Notes on Statistics Basics: Data, Population, Sample, Variables, and Levels of Measurement

Population, Sample, Data, and Variables

Data are the values that a variable can take; those values are data. For example, the years 2019 or 2020 are data values belonging to the variable of time.
A variable is a characteristic that can assume different values; data are the values those variables can take.
Population vs Sample:
- Population: all subjects in the study.
- Sample: a group or subset drawn from the population.
- An individual is a person or subject that is a member of a sample.
- A member of a sample is an individual; a subset of a population is a sample.
In short:
- Data = values of a variable.
- Variable = a characteristic that can take different values.
- Population = all subjects.
- Sample = subset of the population.

Descriptive vs Inferential Statistics

Descriptive statistics: organization and summarization of data.
- Examples: conduct a survey, present results in a data table, graph the data to observe trends.
- Calculate the sample mean:
  $\bar{x} = \frac{\sum<em>{i=1}^{n} x</em>i}{n}$
- Example (illustrative): If you have ages like age1, age2, age3, age4, you add them and divide by the number of observations (here, 4) to get the mean.
Inferential statistics (the transcript sometimes uses the term "influential statistics"): use information from a sample to draw conclusions about the population.
- Rationale: sampling the whole population is often costly or impractical, yet we want to infer about the population (e.g., disease spread) from a sample.
- Concept: make a decision or draw a conclusion about a population parameter from sample data.
Probability, hypothesis testing, and decision making are core tools in inferential statistics:
- Probability = likelihood of an event occurring.
- Hypothesis testing = a technique to make a claim or decision to reject or accept certain conditions based on sample data.
- The goal is to draw meaningful information about the population from the sample.

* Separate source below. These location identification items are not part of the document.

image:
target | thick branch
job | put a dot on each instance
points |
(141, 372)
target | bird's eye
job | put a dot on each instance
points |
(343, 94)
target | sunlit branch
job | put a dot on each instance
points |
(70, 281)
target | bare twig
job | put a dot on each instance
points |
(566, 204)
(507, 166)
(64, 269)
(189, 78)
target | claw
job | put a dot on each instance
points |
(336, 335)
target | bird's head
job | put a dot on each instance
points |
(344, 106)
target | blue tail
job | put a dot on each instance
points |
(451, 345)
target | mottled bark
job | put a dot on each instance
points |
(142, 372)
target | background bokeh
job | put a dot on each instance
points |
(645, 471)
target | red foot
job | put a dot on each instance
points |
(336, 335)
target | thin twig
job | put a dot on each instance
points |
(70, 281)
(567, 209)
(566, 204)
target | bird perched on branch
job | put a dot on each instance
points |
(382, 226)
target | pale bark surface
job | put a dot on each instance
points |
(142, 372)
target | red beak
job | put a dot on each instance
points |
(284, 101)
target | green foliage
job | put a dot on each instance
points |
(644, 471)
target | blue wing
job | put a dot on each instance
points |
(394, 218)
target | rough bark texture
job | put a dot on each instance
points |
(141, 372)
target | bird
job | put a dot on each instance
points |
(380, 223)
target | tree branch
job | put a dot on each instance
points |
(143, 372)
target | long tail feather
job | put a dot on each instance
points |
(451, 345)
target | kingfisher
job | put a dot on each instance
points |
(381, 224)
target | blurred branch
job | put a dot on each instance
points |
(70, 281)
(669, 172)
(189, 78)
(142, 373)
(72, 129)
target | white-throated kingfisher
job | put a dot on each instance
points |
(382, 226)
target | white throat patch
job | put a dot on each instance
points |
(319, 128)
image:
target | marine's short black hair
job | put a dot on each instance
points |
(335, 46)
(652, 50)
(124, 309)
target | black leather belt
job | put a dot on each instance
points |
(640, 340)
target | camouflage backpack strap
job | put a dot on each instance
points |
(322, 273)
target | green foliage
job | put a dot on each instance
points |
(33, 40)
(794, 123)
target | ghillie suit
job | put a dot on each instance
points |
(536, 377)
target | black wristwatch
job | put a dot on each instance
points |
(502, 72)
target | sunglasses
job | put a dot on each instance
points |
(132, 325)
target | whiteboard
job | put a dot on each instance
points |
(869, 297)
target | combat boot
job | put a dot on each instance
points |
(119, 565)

Parameter vs Statistic; Population vs Sample (Applied Examples)

Population parameters vs sample statistics:
- A parameter describes a population property (e.g., population mean, population proportion).
- A statistic describes a sample property (e.g., sample mean, sample proportion).
How to identify population vs sample:
- If you see the word "all" or an indication that the data come from the entire population, it refers to the parameter level.
- If you see data from a randomly selected group, it refers to the statistic level.
Examples from a disease context (from the transcript):
- Hypothetical hospital example:
- The maximum length of stay among all hospital patients: a parameter (population).
- The average length of stay among a randomly selected group: a statistic (sample).
- The recovery rate from a random group: a statistic (sample).
Another example: trains data at Opera House Station:
- Records for all trains last year: the population (e.g., average delay = 12.7 minutes; 17.1% delayed; 15 trains canceled).
- A random sample of 50 records audited by Ivana: sample (e.g., average delay = 21.3 minutes; 32% delayed; 2 trains canceled).
Quick takeaway: the word "all" indicates population parameters; a randomly selected group indicates sample statistics.

Types of Variables: Qualitative vs Quantitative

Variables can be classified as:
- Qualitative (categorical): describes categories or groups.
- Quantitative (numerical): describes numerical values (can be counted or measured).
Qualitative vs Quantitative:
- Qualitative: grouped into categories or levels; examples include gender, level of education, satisfaction level, religious preference, geographical location, ZIP code, nationality.
- Quantitative: numerical and can be measured or counted; examples include distance, temperature, price, age, time, weight, height.
Subtypes within qualitative and quantitative:
- Qualitative can be ordered (ordinal) or not ordered (nominal).
- Quantitative can be discrete (counted) or continuous (measured).

Qualitative vs Quantitative: Examples

Qualitative examples (and their subtypes):
- Gender: male, female (nominal).
- ZIP code: unique identifiers (nominal).
- Nationality: qualitative, often nominal.
- Level of education: Master’s, PhD, etc. (qualitative; can be ordered or categorized).
- Degree of satisfaction: scale (e.g., satisfied, neutral, dissatisfied) (ordinal).
Quantitative examples:
- Distance from home to nearest store: quantitative, can be measured (continuous or ratio depending on zero interpretation).
- Temperature: quantitative (continuous; interval level).
- Price: quantitative (continuous; ratio level).
- Weight, height, age: quantitative (ratio level when the zero point means an absence of the quantity).
- Time: quantitative (continuous; ratio level for some measures).

Discrete vs Continuous Variables (within Quantitative)

Discrete quantitative variables:
- Countable values (usually integers): e.g., number of family members, number of students in a class.
Continuous quantitative variables:
- Measured values that can take on an infinite number of values between any two values: e.g., height, weight, time, temperature (depending on scale).
Guiding principle:
- If you can count the values, it is typically discrete; if you can measure and there can be fractional values, it is continuous.
Examples given in the transcript:
- Arm length of a heavyweight boxer: continuous (measurable length).
- Height: continuous.
- Age and time: continuous.
- Number of errors (count): discrete (countable).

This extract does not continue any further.